Also, the efficiency of the electrolysis process has improved substantially in recent years, with reported electrical efficiency, for lab-scale prototypes up to 80%. However, commercially available units typically have efficiencies well below 60%. Hence, significant improvements are needed to get the cost of hydrogen production by electrolysis on par with the production based on fossil fuels.

The water electrolysis process is known for producing large amounts of heat which needs to be lead away through a cooling system. Typically, the produced heat can be considered as waste heat with regards to the electrolysis production, but may similarly to other industrial processes producing heat be used for lower grade application such as heating houses or facilities.

U.S. Ser. No. 16/953,195 discloses a method and a system wherein waste heat from the water electrolysis process is recovered and provided to a electrochemical hydrogen pump which requires heat to initiate the electrochemical hydrogen compression. Thereby the overall efficiency of the system is increased.

WO2014153249 discloses placing the production of hydrogen in an underwater plant. The primary purpose is to reduce the risk of the produced hydrogen, or oxyhydrogen, to be ignited and cause an explosion.
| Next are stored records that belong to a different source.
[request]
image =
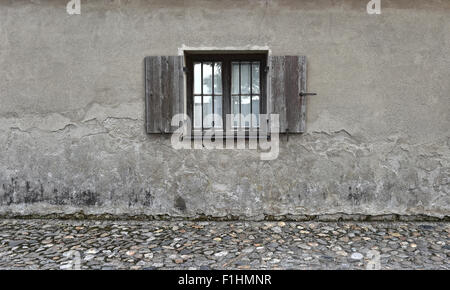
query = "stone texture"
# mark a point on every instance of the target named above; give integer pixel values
(72, 132)
(112, 245)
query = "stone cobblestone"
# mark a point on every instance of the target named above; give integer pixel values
(60, 244)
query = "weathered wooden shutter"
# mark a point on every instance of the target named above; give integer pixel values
(287, 80)
(164, 92)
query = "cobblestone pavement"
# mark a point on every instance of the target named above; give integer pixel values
(56, 244)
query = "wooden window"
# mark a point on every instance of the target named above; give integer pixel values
(221, 84)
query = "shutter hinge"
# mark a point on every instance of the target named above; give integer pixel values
(307, 94)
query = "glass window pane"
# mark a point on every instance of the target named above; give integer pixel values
(197, 78)
(245, 111)
(218, 112)
(245, 78)
(207, 78)
(197, 112)
(255, 111)
(218, 78)
(207, 112)
(235, 110)
(255, 78)
(235, 78)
U.S. Ser. No. 11/007,690 discloses a method and a system for generating power through the capture of gas bubbles. One gas source is described to be an apparatus utilizing hydrolysis to produce hydrogen and oxygen from water and letting the produced gases bubble through water in form of a gas mixture.

SUMMARY OF THE INVENTION

The object of the invention is to provide a system and method for producing hydrogen and optionally oxygen in a way that is acceptable from environmentally and sustainability aspects and at a cost comparable with fossil fuel-based techniques.

This is achieved by the system as defined in claim 1, and the method as defined in claim 14.

According to a first aspect of the invention, a system for producing hydrogen gas is provided.

The system is configured to be arranged in or in connection with a water volume forming a waterfilled gas rise column provided with a lower end and an upper end. The system comprises:

• • an electrically driven electrolysis unit provided in proximity to the lower end of the waterfilled gas rise column and provided with a water inlet and at least one gas outlet, the electrolysis unit being arranged to during use split water into hydrogen gas and oxygen gas in an electrolysis process in which process waste heat is produced;
  • at least one gas transport vessel provided with at least one cavity, a gas inlet and a gas outlet leading to the cavity, and arranged to receive a predetermined volume of hydrogen gas in the cavity and to transport the hydrogen gas from the bottom to the top of the gas rise column by buoyancy provided by the transported gas;
  • gas connecting means provided at the lower end of the waterfilled gas rise column and arranged to provide a detachable gas transport connection between the electrolysis unit and the gas inlet of the gas transport vessel, and gas delivering means provided at the upper end of the waterfilled gas rise column and arranged to provide a detachable gas transport connection between the gas outlet and a gas collector; and
  • a heat transfer unit connected to the electrolysis unit and to the gas connecting means or the gas transport vessel and arranged to transfer at least a portion of the waste heat from the electrolysis unit to hydrogen gas in the gas connecting means or to hydrogen gas in the gas transport vessel.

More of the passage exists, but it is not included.